Second volet, pour une réforme vraiment efficace, il est de plus en plus nécessaire que les exonérations de taxe professionnelle soient incitatives à ce développement des ressources humaines. Pour cela, que les collectivités locales puissent les subordonner au respect par les entreprises (et les groupes) d’engagements en matière d’emploi en qualité et en quantité, engagements dont le respect pourrait être suivi dans l’esprit d’un véritable contrôle de la dépense publique et de son utilisation.

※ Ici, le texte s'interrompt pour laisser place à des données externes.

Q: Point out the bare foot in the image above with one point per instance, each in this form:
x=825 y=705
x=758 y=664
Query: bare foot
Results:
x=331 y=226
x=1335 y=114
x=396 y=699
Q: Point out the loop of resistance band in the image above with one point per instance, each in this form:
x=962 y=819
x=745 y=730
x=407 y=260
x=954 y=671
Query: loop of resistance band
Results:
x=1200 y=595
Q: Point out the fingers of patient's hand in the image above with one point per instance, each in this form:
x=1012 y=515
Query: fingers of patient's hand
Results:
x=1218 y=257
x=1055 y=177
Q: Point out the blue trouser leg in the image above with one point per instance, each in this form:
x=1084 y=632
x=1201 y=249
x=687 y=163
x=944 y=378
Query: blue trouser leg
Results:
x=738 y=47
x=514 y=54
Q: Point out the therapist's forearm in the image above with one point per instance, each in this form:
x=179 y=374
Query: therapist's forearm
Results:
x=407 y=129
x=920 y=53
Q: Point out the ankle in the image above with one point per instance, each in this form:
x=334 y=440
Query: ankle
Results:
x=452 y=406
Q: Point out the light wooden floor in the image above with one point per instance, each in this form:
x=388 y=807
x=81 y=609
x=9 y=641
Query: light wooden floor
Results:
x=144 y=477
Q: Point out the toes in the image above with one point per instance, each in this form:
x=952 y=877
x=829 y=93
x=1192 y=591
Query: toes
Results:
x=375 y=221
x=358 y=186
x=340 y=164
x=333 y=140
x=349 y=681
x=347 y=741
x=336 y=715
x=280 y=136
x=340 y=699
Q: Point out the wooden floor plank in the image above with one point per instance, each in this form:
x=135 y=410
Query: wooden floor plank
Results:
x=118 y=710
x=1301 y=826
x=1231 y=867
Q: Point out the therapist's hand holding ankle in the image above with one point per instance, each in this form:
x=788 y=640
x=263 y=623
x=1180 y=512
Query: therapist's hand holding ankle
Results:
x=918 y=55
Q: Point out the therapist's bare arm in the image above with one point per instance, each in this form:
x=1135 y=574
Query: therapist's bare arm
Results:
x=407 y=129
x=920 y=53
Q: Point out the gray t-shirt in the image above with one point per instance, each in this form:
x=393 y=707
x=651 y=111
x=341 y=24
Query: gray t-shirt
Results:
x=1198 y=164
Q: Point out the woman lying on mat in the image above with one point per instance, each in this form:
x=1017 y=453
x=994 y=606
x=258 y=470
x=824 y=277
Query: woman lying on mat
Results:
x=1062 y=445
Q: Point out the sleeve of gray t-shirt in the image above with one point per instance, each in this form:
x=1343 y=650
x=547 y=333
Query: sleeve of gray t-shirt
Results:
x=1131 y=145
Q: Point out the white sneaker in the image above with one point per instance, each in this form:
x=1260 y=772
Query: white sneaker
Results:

Que sont les actifs financiers des entreprises ? Ce sont leurs placements financiers

La comptabilité des entreprises permet de distinguer 2 types d'actifs (cf encadré) : les uns, « matériels» (ou corporels), sont aujourd'hui soumis à l'imposition, les autres, financiers, qui croissent de manière exponentielle (de 270 Mds de francs en 1970 à l’équivalent de 23 400 Mds aujourd'hui) échappent à toute taxation.

Au niveau macroéconomique, la comptabilité nationale suit aussi cette distinction (cf. encadré).

(1) ce texte constitue une fiche qui, pour des raisons techniques, a été omise du dossier fiscalité de notre numéro précédent

(2) Dans un bilan comptable, à gauche l'actif détaille l'utilisation qui est faite des fonds dont dispose l'entreprise (ressources propres ou empruntées).L’origine de ces derniers est détaillée à droite au passif de l'entreprise. Les actifs financiers, stock de placements - sous forme de titres financiers négociables sur un marché - ne doivent pas être confondus avec les revenus financiers, flux de revenus.